This paper is devoted to condition numbers of the total least squares problem with linear equality constraint (TLSE). With novel limit techniques, closed formulae for normwise, mixed and componentwise condition numbers of the TLSE problem are derived. Computable expressions and upper bounds for these condition numbers are also given to avoid the costly Kronecker product-based operations. The results unify the ones for the TLS problem.
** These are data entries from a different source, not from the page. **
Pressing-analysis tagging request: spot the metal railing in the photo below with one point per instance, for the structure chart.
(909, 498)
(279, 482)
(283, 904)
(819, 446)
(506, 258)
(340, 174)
For TLSE problems with equilibratory input data, numerical experiments illustrate that normwise condition number-based estimate is sharp to evaluate the forward error of the solution, while for sparse and badly scaled matrices, mixed and componentwise condition numbers-based estimates are much tighter.

翻译：本文专门论述线性平等限制(TLSE)下所有最不平方问题的条件号。 有了新的限制技术, 就可以得出关于TLSE问题规范、 混合和组成部分条件号的封闭公式。 这些条件号的可计算表达式和上限也是为了避免昂贵的Kronecker产品操作。 结果将 TLS 问题的条件号统一起来。 关于 TLS 问题, 数字实验表明, 常规性基于数字的估计数对于评估解决办法的远端错误来说是敏锐的, 而对于稀有和过大的矩阵, 混合和组成部分性基于条件的数字估计数则要紧得多。